RESTAURANTS THAT OPERATE SUSTAINABLY OFTEN HAVE BALANCE SHEET PROBLEMS AND THUS APPEAR TO BE EXCLUDED FROM CURRENT ASSISTANCE

And there's more: many of the companies that try to do decent work, use good material, involve local suppliers and also want to give employees work-life balance, are struggling to survive precisely because of this sustainable approach and thus do not create a positive balance. Here the current promises of aid by the state and federal governments do not arrive. Anyone who has not been positive in total for the last three balance sheets will probably not receive an aid loan. As a result, countless companies that strive for quality and loyalty to the print run will fall behind, instead of only paying attention to profitability and perhaps fobbing off customers with cheap material. However, these businesses often make massive sales tax payments, employ correctly taxed and insured employees and thus also contribute to our social system.
However, with the previous tax and levy situation, there was hardly any chance for small businesses to build up reserves, continue to invest in sustainability or survive crises through no fault of their own.

DELIVERY SERVICES LESS SUSTAINABLE, BUT SIGNIFICANTLY MORE FISCALLY COMPETITIVE

It becomes completely incomprehensible when we look over the edge of our plate to the delivery services: they have to pay 12% less VAT for food that is mostly produced with the simplest possible effort, cheap materials and less qualified personnel.

A delivery service usually employs many temporary staff - a good restaurant these days has to seek good permanent employment, train its staff and often faces international competition for staff in the big cities or a rooted, local tradition in villages and the countryside. Already it is one of the biggest challenges to find employees at all in a city like Munich and then build continuity with them.
And during Corona we see it even more clearly: where in our restaurant we usually work with beautiful dishes, during the delivery service time there are tons of cardboard, plastic and even aluminum waste.

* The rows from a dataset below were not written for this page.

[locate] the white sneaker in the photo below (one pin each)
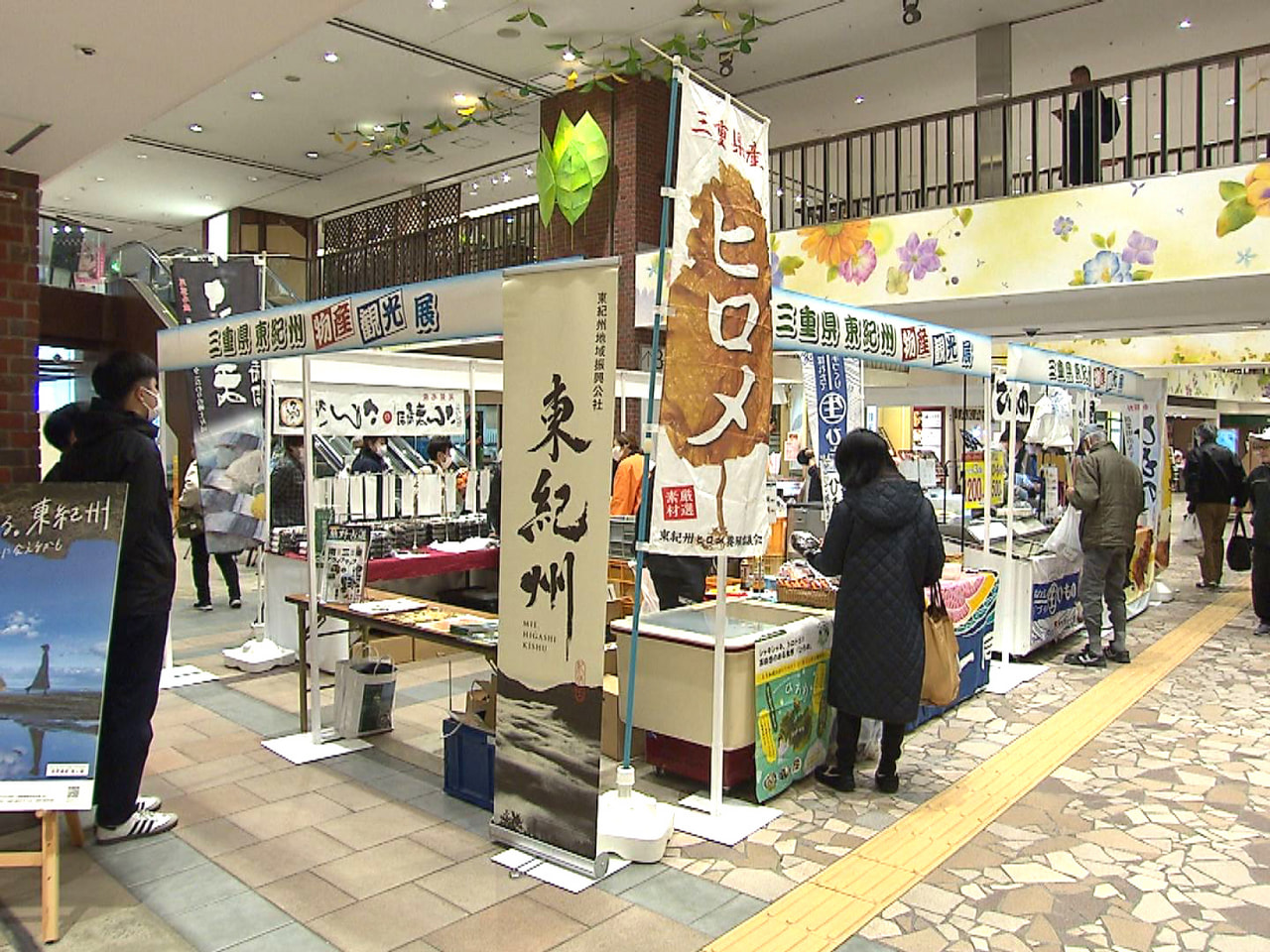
(143, 823)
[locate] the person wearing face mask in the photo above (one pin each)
(114, 442)
(629, 477)
(371, 456)
(287, 484)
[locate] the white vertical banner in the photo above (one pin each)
(711, 457)
(558, 349)
(833, 389)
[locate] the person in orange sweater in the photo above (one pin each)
(629, 477)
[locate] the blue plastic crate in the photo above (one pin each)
(468, 763)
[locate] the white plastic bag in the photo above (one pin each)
(1066, 538)
(1189, 534)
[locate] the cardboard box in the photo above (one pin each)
(612, 728)
(399, 648)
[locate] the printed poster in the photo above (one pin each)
(716, 394)
(359, 411)
(834, 395)
(343, 563)
(559, 347)
(792, 733)
(55, 538)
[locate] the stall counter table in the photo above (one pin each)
(361, 622)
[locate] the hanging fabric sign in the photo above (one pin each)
(834, 394)
(711, 457)
(357, 411)
(557, 472)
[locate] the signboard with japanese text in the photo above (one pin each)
(833, 390)
(466, 306)
(229, 397)
(716, 394)
(559, 345)
(1030, 365)
(357, 411)
(55, 539)
(792, 730)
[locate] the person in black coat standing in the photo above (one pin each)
(884, 542)
(114, 442)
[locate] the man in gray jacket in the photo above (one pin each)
(1107, 493)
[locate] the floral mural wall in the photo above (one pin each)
(1175, 227)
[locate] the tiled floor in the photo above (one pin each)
(1148, 839)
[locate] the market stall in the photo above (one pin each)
(1052, 395)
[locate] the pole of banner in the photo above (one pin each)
(716, 711)
(312, 535)
(651, 417)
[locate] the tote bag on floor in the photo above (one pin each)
(942, 679)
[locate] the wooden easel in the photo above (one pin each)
(48, 861)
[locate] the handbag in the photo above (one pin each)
(1238, 549)
(942, 678)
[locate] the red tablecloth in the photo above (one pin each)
(429, 563)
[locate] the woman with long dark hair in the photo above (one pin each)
(884, 542)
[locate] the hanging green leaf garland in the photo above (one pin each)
(571, 168)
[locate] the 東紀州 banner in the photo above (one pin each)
(467, 306)
(716, 394)
(557, 472)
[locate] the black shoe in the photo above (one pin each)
(1087, 658)
(832, 777)
(887, 782)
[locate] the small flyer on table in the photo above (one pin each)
(55, 538)
(792, 734)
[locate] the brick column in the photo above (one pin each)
(19, 326)
(625, 212)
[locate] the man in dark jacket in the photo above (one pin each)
(1257, 493)
(1213, 477)
(114, 442)
(1107, 493)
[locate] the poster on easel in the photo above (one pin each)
(559, 345)
(792, 730)
(343, 563)
(55, 538)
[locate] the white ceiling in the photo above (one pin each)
(913, 70)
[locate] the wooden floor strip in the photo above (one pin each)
(829, 907)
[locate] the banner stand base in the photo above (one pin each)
(595, 869)
(735, 820)
(182, 675)
(302, 749)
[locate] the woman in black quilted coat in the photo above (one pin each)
(884, 542)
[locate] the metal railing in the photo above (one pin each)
(1205, 113)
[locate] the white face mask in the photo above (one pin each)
(158, 407)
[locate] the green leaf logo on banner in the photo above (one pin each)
(571, 168)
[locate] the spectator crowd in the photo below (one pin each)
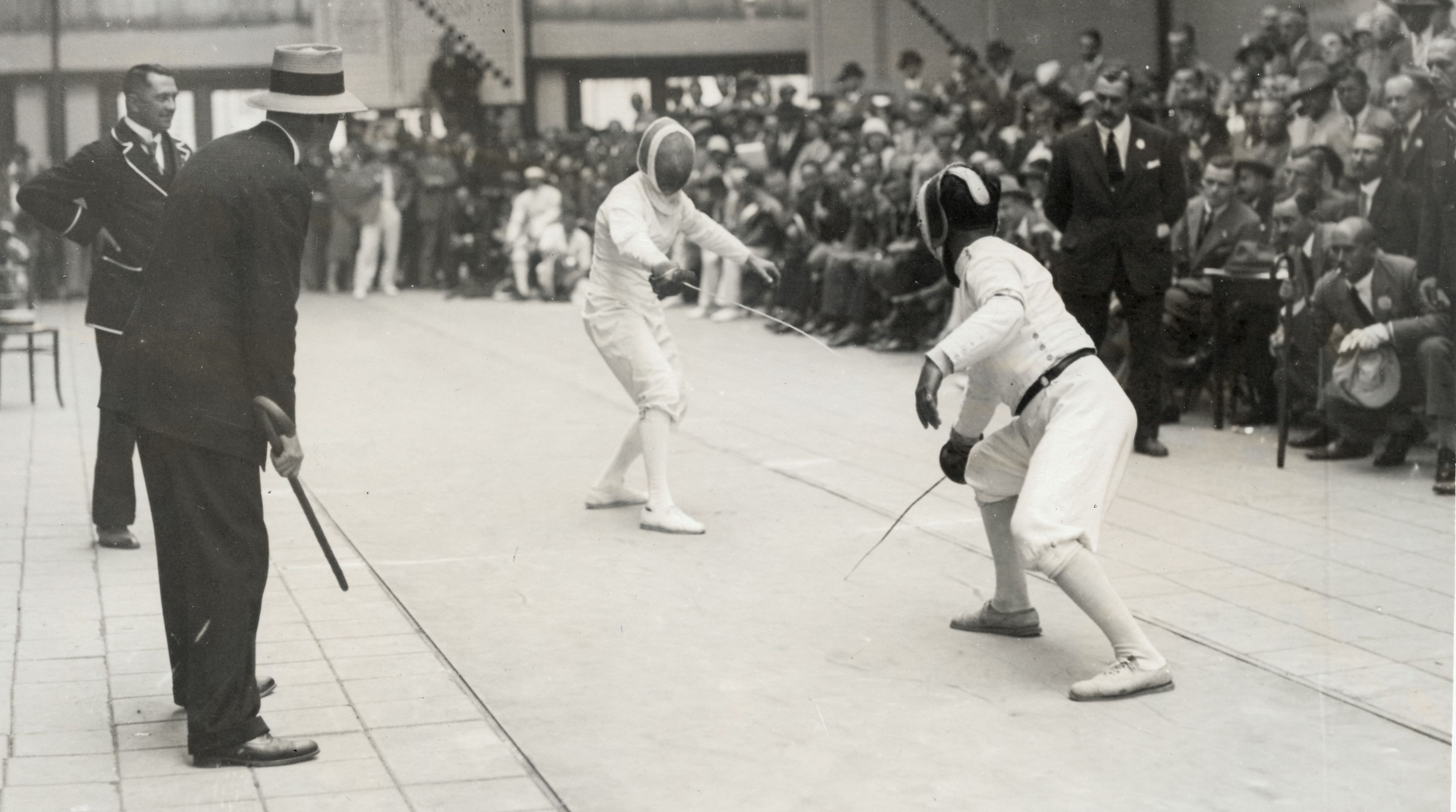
(1308, 166)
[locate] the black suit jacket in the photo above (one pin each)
(1103, 227)
(1395, 212)
(215, 322)
(1436, 254)
(111, 182)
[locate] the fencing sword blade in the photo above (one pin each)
(893, 527)
(765, 315)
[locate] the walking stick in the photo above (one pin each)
(1288, 318)
(274, 423)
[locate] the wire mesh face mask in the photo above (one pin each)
(935, 227)
(666, 156)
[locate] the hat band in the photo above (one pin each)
(306, 83)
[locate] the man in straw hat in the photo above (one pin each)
(1045, 479)
(631, 271)
(215, 328)
(1375, 299)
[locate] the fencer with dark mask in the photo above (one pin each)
(631, 273)
(1045, 479)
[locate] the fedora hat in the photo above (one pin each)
(308, 79)
(1368, 378)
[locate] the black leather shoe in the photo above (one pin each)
(1445, 472)
(1395, 451)
(1320, 439)
(264, 751)
(1149, 446)
(117, 539)
(1340, 450)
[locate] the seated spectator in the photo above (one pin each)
(1392, 206)
(1314, 175)
(1375, 300)
(1212, 226)
(537, 207)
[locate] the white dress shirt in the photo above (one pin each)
(1123, 132)
(154, 139)
(1015, 329)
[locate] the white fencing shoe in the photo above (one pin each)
(1125, 680)
(672, 520)
(619, 497)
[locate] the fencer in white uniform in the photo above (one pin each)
(1045, 479)
(631, 271)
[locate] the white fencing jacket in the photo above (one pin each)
(1015, 329)
(635, 229)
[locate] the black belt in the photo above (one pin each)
(1050, 376)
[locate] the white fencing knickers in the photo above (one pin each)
(641, 353)
(1064, 459)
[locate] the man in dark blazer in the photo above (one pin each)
(108, 197)
(1409, 97)
(1382, 198)
(1375, 299)
(215, 328)
(1114, 190)
(1436, 251)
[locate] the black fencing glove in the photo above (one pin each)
(954, 456)
(670, 283)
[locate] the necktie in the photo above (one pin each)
(1114, 162)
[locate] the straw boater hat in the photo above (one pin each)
(308, 79)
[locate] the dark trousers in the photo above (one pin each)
(207, 513)
(1145, 337)
(114, 488)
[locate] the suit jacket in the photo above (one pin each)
(1436, 252)
(1409, 162)
(1395, 212)
(1234, 225)
(111, 182)
(1104, 227)
(215, 322)
(1395, 300)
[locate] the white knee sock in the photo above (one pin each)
(656, 430)
(1087, 584)
(628, 451)
(1011, 578)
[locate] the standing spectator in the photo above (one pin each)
(1426, 21)
(1293, 34)
(455, 85)
(1410, 97)
(1436, 255)
(1390, 52)
(379, 235)
(1267, 142)
(437, 181)
(1114, 191)
(1353, 91)
(1392, 206)
(1320, 121)
(537, 207)
(1084, 75)
(912, 72)
(110, 196)
(1376, 302)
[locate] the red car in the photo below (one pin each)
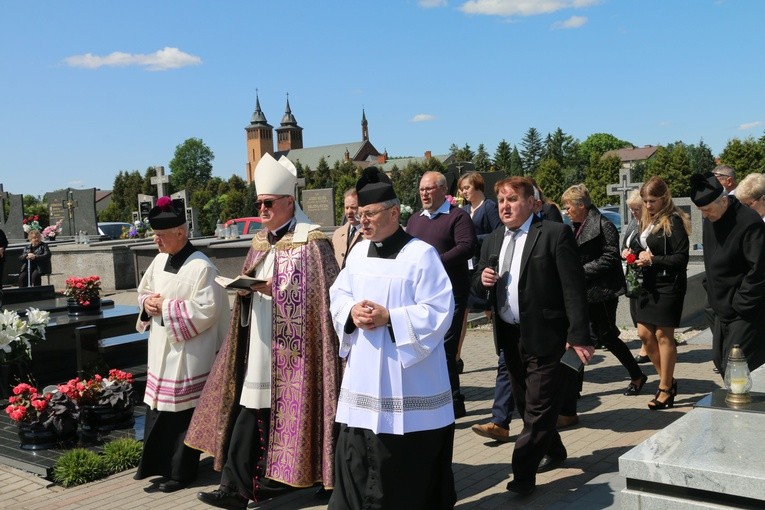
(248, 225)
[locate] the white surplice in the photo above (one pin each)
(256, 392)
(397, 386)
(184, 340)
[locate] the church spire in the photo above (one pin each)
(364, 127)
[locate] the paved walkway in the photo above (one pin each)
(610, 425)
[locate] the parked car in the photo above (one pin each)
(112, 229)
(248, 225)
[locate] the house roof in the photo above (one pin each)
(310, 156)
(633, 154)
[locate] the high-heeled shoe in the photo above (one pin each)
(633, 389)
(656, 404)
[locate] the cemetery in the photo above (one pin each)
(82, 345)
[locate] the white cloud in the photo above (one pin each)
(423, 117)
(572, 22)
(162, 60)
(522, 7)
(431, 4)
(750, 125)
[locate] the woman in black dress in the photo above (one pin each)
(662, 253)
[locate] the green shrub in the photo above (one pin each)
(121, 454)
(78, 466)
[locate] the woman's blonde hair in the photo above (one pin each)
(656, 187)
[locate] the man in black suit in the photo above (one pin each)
(538, 296)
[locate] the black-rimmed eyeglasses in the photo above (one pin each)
(269, 202)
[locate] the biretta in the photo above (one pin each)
(374, 187)
(705, 189)
(164, 215)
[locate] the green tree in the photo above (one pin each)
(532, 151)
(599, 174)
(481, 160)
(502, 157)
(516, 163)
(598, 144)
(191, 166)
(746, 156)
(549, 178)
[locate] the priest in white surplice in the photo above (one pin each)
(187, 314)
(391, 306)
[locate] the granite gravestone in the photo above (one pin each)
(319, 205)
(76, 208)
(181, 202)
(684, 203)
(14, 224)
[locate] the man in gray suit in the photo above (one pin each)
(536, 287)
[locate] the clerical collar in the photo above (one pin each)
(523, 228)
(444, 209)
(174, 262)
(389, 247)
(273, 237)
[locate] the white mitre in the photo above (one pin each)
(280, 178)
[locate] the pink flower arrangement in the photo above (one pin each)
(27, 405)
(83, 289)
(115, 390)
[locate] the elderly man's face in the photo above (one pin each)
(514, 208)
(378, 222)
(275, 210)
(351, 207)
(715, 210)
(170, 240)
(431, 194)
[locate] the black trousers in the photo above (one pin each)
(412, 471)
(164, 452)
(245, 467)
(537, 383)
(603, 323)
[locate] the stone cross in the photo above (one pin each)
(159, 180)
(622, 190)
(2, 209)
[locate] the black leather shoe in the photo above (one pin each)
(172, 485)
(549, 463)
(223, 499)
(521, 488)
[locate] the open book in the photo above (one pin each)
(240, 282)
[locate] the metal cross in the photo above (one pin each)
(622, 190)
(159, 180)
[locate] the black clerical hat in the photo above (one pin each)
(705, 189)
(165, 215)
(374, 187)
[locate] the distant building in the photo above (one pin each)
(633, 155)
(289, 143)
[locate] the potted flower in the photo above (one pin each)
(51, 231)
(84, 295)
(104, 403)
(31, 223)
(45, 420)
(17, 336)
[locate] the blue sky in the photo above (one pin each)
(90, 88)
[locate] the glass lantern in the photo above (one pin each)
(738, 380)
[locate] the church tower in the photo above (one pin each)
(289, 135)
(260, 139)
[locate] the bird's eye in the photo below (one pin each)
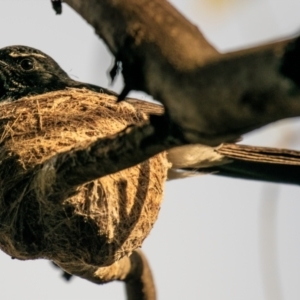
(27, 64)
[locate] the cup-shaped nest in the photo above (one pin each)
(95, 223)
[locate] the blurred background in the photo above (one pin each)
(216, 238)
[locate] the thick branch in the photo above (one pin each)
(213, 97)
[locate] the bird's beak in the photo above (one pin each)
(2, 63)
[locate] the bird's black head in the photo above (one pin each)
(27, 71)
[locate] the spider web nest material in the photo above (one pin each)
(97, 223)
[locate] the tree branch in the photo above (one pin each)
(164, 55)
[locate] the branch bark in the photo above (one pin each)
(213, 97)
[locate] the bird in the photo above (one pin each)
(26, 71)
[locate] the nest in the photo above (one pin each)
(96, 223)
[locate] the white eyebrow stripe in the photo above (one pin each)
(14, 54)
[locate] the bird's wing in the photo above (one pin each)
(232, 160)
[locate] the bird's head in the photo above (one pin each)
(27, 71)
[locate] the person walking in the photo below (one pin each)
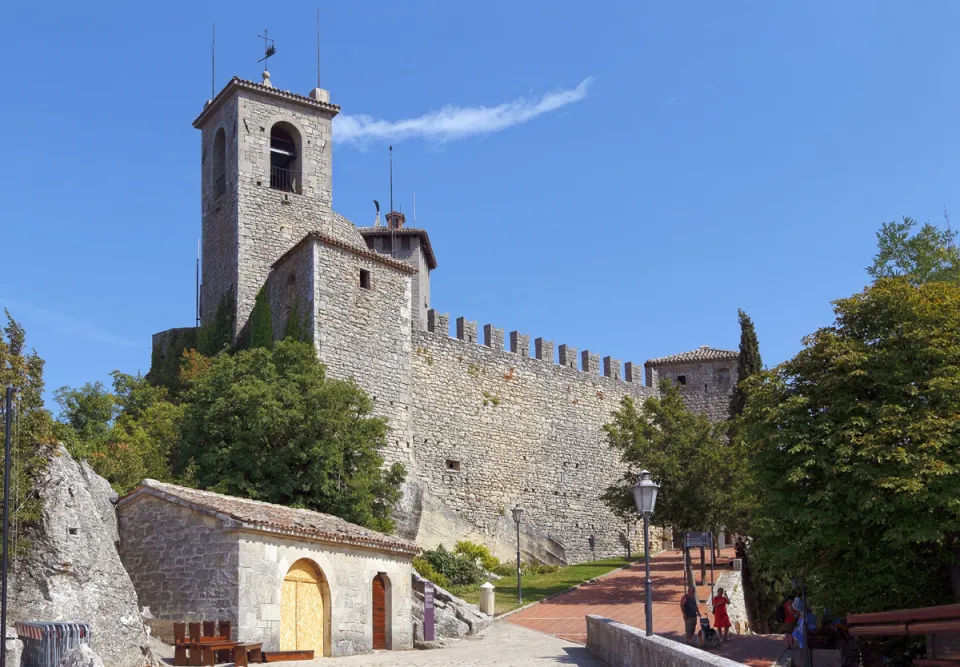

Fiscally favored over the restaurants, but in the perception of customers, the prices are then in competition with each other.
This is not sustainable, neither for the environment, nor for the employment situation, and certainly not for a heterogeneous landscape of small farms that enrich their respective regions and have to manage very precisely themselves.

CORONA CRISIS AS A CHANGE FOR THE CHANGE OF ECONOMIC FUNDAMENTALS

In Bavaria, almost 500,000 jobs depend directly on a hospitality business - from the downstream, specialized suppliers not to mention. Almost 90% of these establishments generate less than 500,000 euros per year - but that is not profit for the restaurateur, but turnover, from which all costs and salaries are first deducted.

Gastronomy is diversity and a small-scale, heterogeneous gastronomic landscape is actually also an important regional cultural and social factor. There is also a public interest in ensuring that these restaurants do not go out of business one after the other, that countless restaurateurs do not give up every year, as they did before Corona, and that the restaurant industry has a chance to survive economically even if it wants to offer customers high quality.
It's time to give restaurants, which are already burdened many times over and many times over, another chance. A long-term fiscal equality of restaurant dining with the takeaway burger at McDonalds and the delivery pizza is overdue and an investment in sustainability.

Alexander Reinelt is the managing director of SUSHIYA GmbH and has been running the Japanese restaurant "sansaro" in Munich for over ten years.